И сейчас заботы не портили ее настроения. Она подняла деловито ведро с вишнями, отец поторопился подхватить, и оба отправились к дому.
 Уже перевалил за полдень этот замеревший во мне день. Умиротворение и покой разлились надо всем, завораживая, втягивая в глубину живородящего и не допуская в его тайну. Как слепая, путалась я на зыбкой тропе. Иногда внутренний взор мой очищался, и тогда уже накопленные знания вселяли твердость, но дрожащие, мгновенно изменчивые состояния во всем и во мне смущали мою уверенность, и вновь слетала мгла и вводила в сомнения и торопила к действиям — так не терпелось разом все пережить, чтобы поскорее добраться до мудрости и покоя. И зреющие во мне силы были также гибки и податливы к движению и схожи со всем миром, где существовала я, и главное, над всеми нами распростерлась не видимая, но ощутимая тайна, под сенью которой мы так старательно жили. И от этой незадачи, никак не дававшейся разуму, родительский кров, выпустивший меня в жизнь и стерегущий. И вольно раскинувшийся сад, и редеющее солнце и все щебечущее, порхающее и ползающее — все подсвечивала легкая печаль.

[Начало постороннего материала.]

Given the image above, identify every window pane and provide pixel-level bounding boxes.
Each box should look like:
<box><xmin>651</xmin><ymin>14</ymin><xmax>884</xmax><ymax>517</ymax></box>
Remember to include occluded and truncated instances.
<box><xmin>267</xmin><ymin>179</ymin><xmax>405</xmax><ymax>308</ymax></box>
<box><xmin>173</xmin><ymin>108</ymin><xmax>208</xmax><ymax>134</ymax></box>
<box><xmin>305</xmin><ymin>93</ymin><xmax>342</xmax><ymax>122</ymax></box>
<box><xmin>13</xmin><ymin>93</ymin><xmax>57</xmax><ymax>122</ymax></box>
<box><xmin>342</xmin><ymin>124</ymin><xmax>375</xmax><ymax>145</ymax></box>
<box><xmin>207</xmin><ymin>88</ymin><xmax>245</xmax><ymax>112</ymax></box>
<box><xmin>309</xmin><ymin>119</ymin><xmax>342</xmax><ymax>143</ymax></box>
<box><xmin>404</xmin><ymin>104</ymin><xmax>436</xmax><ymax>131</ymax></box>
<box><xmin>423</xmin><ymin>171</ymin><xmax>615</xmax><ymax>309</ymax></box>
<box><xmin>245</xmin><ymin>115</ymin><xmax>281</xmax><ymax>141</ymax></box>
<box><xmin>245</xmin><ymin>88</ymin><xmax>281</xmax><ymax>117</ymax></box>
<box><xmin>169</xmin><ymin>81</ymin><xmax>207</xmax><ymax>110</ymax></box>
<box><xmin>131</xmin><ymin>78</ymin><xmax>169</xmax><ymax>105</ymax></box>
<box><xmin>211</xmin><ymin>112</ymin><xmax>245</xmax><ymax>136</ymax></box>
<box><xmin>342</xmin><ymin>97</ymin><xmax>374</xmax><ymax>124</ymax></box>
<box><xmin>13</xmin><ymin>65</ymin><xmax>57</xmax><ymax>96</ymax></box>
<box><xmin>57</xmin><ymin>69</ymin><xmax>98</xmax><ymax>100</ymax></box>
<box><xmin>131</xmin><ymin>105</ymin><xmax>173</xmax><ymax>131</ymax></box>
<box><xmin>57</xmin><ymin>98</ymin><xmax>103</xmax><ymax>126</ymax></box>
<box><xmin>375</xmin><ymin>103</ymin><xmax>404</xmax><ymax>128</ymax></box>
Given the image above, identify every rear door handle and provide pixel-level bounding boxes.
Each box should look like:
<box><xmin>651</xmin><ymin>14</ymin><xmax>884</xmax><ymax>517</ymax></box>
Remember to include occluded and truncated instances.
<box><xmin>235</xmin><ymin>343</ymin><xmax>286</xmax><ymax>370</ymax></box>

 Я стояла в опустевшем саду, поглощая огромными порциями и со всей силой навсегда вошедшее и полонившее меня утро, многократно просматривая одно и то же: июльский сад, мать и отца с полным ведром сочно блестевших вишен, и эту тропинку, похожую на трамплин, смутно предчувствуя будущее, которое уже неслось на меня, торжествуя и сокрушаясь.